Can anyone please explain this solution of hacker rank Binary Tree Nodes?

Question

SELECT N, CASE WHEN P IS NULL THEN 'Root' 
WHEN(SELECT COUNT(*) FROM BST WHERE P = b.N) > 0 THEN 'Inner'
ELSE 'Leaf'
END
FROM bst b 
ORDER BY N;`

Can anyone please explain this solution of hacker rank Binary Tree Nodes? Why there are p=b.n and why it does not work when I use from bst and p=bst.n instead of from bst b and p=b.n?

Answer 1

The best way to write this code is to qualify all column references.

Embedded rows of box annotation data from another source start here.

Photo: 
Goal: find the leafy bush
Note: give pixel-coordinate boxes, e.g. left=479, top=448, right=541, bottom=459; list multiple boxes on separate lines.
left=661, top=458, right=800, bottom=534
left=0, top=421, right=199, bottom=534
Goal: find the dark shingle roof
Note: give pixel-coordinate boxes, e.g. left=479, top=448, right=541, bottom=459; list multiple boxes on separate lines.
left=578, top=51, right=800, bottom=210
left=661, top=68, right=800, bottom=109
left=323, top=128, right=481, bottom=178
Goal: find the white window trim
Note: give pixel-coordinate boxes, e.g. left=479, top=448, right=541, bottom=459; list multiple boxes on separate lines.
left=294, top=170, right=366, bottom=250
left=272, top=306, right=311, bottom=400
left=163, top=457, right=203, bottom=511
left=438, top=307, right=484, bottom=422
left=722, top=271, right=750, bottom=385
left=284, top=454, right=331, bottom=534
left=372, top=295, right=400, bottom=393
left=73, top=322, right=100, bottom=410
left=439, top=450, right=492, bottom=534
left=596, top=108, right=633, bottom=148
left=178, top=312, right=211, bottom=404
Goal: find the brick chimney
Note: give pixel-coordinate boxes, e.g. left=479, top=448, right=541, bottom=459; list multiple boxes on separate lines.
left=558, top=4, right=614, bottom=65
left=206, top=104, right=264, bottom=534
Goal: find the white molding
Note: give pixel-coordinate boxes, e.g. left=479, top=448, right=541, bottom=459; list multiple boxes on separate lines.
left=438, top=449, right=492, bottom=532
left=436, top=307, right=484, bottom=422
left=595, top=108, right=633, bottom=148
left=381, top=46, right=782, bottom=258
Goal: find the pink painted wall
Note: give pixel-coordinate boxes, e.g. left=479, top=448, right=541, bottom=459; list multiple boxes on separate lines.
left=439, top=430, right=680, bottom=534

So I would recommend:

SELECT b.N,
       (CASE WHEN b.P IS NULL
             THEN 'Root' 
             WHEN (SELECT COUNT(*) FROM BST b2 WHERE b2.P = b.N) > 0 
             THEN 'Inner'
             ELSE 'Leaf'
        END)
FROM bst b 
ORDER BY N;

This makes it clear that inner query is a correlated subquery, which is counting the number of times that a node in BST has the give node but not as a parent.

What are the conditions? Logically, these are:

CASE WHEN <there is no parent>
     WHEN <at least one node has this node as a parent>
     ELSE <not a parent and no nodes have this as a parent>
END

Note that I strongly discourage the use of COUNT(*) in correlated subquery to determine if there is any match. It is much better -- both from a performance perspective and a clearness perspective -- to use EXISTS:

SELECT b.N,
       (CASE WHEN b.P IS NULL
             THEN 'Root' 
             WHEN EXISTS (SELECT 1 FROM BST b2 WHERE b2.P = b.N) 
             THEN 'Inner'
             ELSE 'Leaf'
        END)
FROM bst b 
ORDER BY N;

Answer 2

For getting Root Node P column value is null. For getting inner columns, P column value would be the ones which is not null but they may appear multiple times so a distinct on column values to get those and finally rest all of the nodes then would be Leaf node.

SELECT N, 
CASE 
   WHEN P IS NULL 
       THEN 'Root' 
   WHEN N IN (SELECT DISTINCT(P) FROM BST WHERE P IS NOT NULL) 
       THEN 'Inner' 
   ELSE 'Leaf' 
END 
FROM BST 
ORDER BY N;

Answer 3

On hackerrank , you can try just this if it helps :

select n,
case 
when p is null then 'Root'
when n in (select distinct(p) from bst) then 'Inner'
else 'Leaf'
end
from bst
order by n;

Answer 4

You have two queries on bst. The main one and a sub-query with COUNT.

The sub query refers to its own result and to the one of the main query (b.N) in it’s WHERE part.

By removing the b alias, you also remove the possibility to reference to the main query from the sub query. And p=bst.n Is equal to p=n because bst is referring to the bst of the sub query and not the one of the main query.

Answer 5

SQL oracle:-

select n,(case when P is null then 'Root'
when N not in(select nvl(p,0) from bst) then 'Leaf'
else 'Inner' end) from bst order by n;

Answer 6

1.For SQLServer

    select distinct parent.N as Node
          ,(case when parent.p is null then "Root"
                 when parent.n is not null and child.p is null then 'Leaf'
              ELSE 'Inner'
          end ) as Node_type
     from BST as parent
    left join bst as child
    on parent.n = child.p
    order by parent.n

Answer 7

SELECT BST.N,
CASE WHEN P IS NULL THEN 'Root'
WHEN BST.N in (SELECT DISTINCT BST.P FROM BST) THEN 'Inner'
ELSE 'Leaf'
END AS col_t
FROM BST
ORDER BY N;